7 Ways to Make Conflict Healthy
The key to healthy conflict is feeling understood.
Posted September 15, 2016
Most research on conflict highlights how bad it is for relationships—couples who fight more are less satisfied with their relationships, fighting predicts divorce and domestic violence, it can impact the well-being of the children at home. But conflict is also inevitable in romantic relationships—you can’t navigate life with another person without occasionally finding yourself at odds with each other over issues big and small. So what are you to do? Is the solution to avoid conflict at all costs? No. Because it isn’t whether you fight, but how you fight that matters.
One way to fight constructively is to switch your perspective from getting your own point of view across to trying to understand your partner’s point of view. Conflicts come in any number of shapes and sizes, but at their heart, they are mainly about not understanding each other. Not understanding what the other person is trying to say. Not understanding why they feel the way they do, not understanding their point of view and why this issue matters to them. Which leads you both to not feel understood.
Bringing understanding into conflict has the power to transform conflict from a negative experience to a positive one. How do I know? Along with my colleague Serena Chen, I ran seven different studies to see what happened when people felt understood by their partners (Gordon & Chen, 2015). And I found in all of those studies that people felt less satisfied with their relationships after conflicts where they didn’t feel understood. But in those conflicts where people felt understood, there was no negative effect on their relationship satisfaction.
We found these results in a number of different ways: People who reported fighting frequently in their relationship but reported feeling understood by their partners were no less satisfied with their relationships than people who rarely fight. People who remembered a past conflict in which they felt understood were no less satisfied than those in a control condition, but those who remembered a past conflict in which they did not feel understood showed negative effects. People who reported on their conflicts every day for two weeks were no less satisfied on days when they experienced conflict compared to days when they didn’t fight with their partner if they felt understood that day. In a laboratory study, couples came into the lab and talked about a source of conflict in their relationship. People who felt understood during the conflict conversation felt more satisfied after discussing a source of conflict in their relationship than when they’d first arrived in the lab. If they didn’t feel understood, they were less satisfied after the conversation than when they’d first arrived in the lab.

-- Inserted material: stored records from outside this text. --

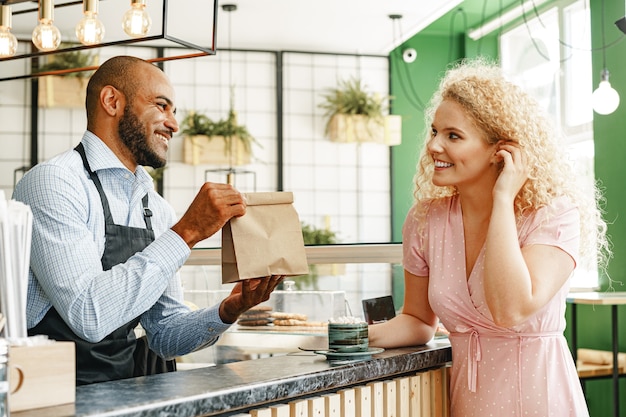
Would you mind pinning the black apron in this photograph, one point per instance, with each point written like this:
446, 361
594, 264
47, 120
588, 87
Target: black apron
118, 355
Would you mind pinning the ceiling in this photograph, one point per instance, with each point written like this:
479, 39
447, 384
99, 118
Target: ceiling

Is it just that people are better able to find a solution to their problem if they understand each other? Understanding does aid in conflict resolution, but it turns out that understanding can even help those fights that will never be resolved. Those issues that may stem from political, religious or personality differences, or maybe just different movie preferences. Whatever their source, understanding can help for those fights too. In fact, understanding may be most important when you face issues that cannot be easily resolved, such as different religious or political views. In these situations, understanding allows you to “agree to disagree” when no amount of fighting is going to change your minds.
So what is it about feeling understood that helps alleviate those negative feelings that typically arise after conflict? We found that when you feel understood, it signals to you that your partner cares about you and is invested in the relationship. It also makes you feel like your relationship is strong and worth fighting for. And in the end, feeling understood, especially when your partner has a different opinion than you, just feels good, plain and simple.
So how do you increase understanding during conflict? Here are seven suggestions for how to think and act to maximize understanding during conflict:
- Instead of asserting your own point of view, try to take your partner’s perspective. Make it your goal to understand why your partner feels the way they do.
- Avoid the four horsemen of the apocalypse—criticism, defensiveness, contempt, and stonewalling.
- Give your partner the benefit of the doubt. Assume that their intentions are not malicious.
- Take a moment to reflect on your partner’s positive traits. You can even try some gratitude-inducing techniques.
- Think of you and your partner as a team, rather than opponents. Your goal is to figure out together why you do not see eye-to-eye and find a solution, it is not to win the fight and prove your partner wrong.
- Recognize that it won’t always be easy to follow these suggestions, especially if your partner isn’t playing be the same rules.
- Give yourself a mantra to repeat when you start feeling angry to help you remember your goal—even something as simple as “be understanding.”
Gordon, A. M., & Chen, S. (2016). Do you get where I’m coming from?: Perceived understanding buffers against the negative impact of conflict on relationship satisfaction. Journal of personality and social psychology,110(2), 239.